Object Styles and Groups

I'm running into a number of problems with Object Styles applied to groups that warrant further exploration when time permits:
  • Applying a style to a group affects all the members of the group. This is by design, but it makes object styles for groups a bit useless for most things except anchored object settings and text wrap.
  • If you have text frames inside your group, you need to make sure they're set to ignore text wrap -- while such text frames are immune to the effects of the wrap at the group level, the wraps on other members of the group will affect them.
  • Applying an object style to a group that includes a text frame resets the text frame's first line baseline offset to Ascent even though the style has Text Frame options disabled.
  • Applying an object style to the selected group changes the selection to the last member of the group.
I've verified that all these issues exist in version 4.0.2. I've had to write scripts to deal with the wrap and baseline issues.

Sunday, January 08, 2006

Shadows Against Paper

I'm working a project where some art is being provided in the form of page-size Photoshop files that are largely transparent. There is a significant shadow on one of the elements. I have been surprised by the perceived change in the intensity of the shadow when the image is placed into InDesign.

Here's what I'm talking about in pictures:

    

These are two pictures of the same shadow. On the left, you can see how it looks in Photoshop against a transparent background. On the right, is the same shadow placed on a "white" page in InDesign (actually, it looks exactly the same as it does in Photoshop when a white background layer is activated behind the shadow -- this is actually what I did to capture this image).

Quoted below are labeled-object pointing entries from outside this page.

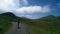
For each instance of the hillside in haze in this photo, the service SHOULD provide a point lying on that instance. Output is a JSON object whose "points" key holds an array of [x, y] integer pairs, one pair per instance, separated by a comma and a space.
{"points": [[45, 25]]}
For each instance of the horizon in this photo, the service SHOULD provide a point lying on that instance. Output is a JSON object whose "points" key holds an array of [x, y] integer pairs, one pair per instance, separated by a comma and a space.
{"points": [[31, 9]]}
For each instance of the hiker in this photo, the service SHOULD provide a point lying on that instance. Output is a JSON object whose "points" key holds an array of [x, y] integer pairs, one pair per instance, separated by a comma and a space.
{"points": [[18, 23]]}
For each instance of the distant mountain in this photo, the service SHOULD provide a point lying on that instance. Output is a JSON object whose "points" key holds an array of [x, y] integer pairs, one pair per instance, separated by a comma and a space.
{"points": [[8, 16]]}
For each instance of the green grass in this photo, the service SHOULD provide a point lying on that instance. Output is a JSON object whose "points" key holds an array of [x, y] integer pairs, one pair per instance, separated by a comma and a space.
{"points": [[4, 27]]}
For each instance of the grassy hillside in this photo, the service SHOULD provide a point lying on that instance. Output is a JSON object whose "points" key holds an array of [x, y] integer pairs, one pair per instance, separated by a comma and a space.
{"points": [[45, 25], [5, 21]]}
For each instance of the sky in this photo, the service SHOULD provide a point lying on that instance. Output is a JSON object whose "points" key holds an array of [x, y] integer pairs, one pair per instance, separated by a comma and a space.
{"points": [[32, 9]]}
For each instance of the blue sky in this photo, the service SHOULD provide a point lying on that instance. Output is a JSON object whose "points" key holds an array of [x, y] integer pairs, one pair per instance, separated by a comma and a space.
{"points": [[31, 8]]}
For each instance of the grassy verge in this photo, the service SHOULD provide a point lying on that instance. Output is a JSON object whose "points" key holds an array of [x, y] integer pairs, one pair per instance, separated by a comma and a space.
{"points": [[4, 27]]}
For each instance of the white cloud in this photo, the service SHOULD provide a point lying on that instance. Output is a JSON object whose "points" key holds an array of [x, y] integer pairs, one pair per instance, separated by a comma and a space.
{"points": [[15, 6], [33, 9], [46, 9], [8, 5], [30, 9]]}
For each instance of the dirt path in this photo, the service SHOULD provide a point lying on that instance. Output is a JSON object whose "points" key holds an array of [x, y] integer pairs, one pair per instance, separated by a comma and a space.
{"points": [[15, 30]]}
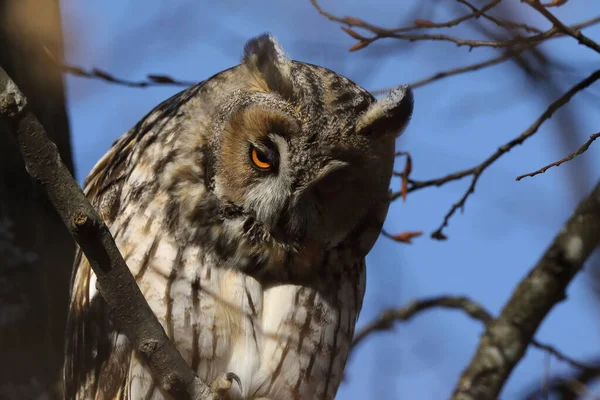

I'm not quite sure where I'm going with this! The questions I'm grappling with are:
  1. If I place the transparent image in InDesign, does the document benefit given that doing so results in a much larger document that takes considerably longer to process, thereby slowing down my InDesign activities.
  2. If I place a flattened version of this in InDesign, should the image occupy the full page or should I size it to eliminate the tracts of white that cover most of the page?
I'm leaning towards flattening but retaining the full-page coverage. During earlier work where I had optimized the size of the image, I had some problems with other shadows that crossed the boundary.

I'm going to come back to this article with examples of those issues, but for now, I'm moving forward with flattened, full page images.

Getting Started

I've decided to make a new blog for non-scripting tid-bits about InDesign so I can keep them in a convenient place. This temporary first post will help be get the formatting sorted. Pressure of real work might result in the formatting taking a few weeks.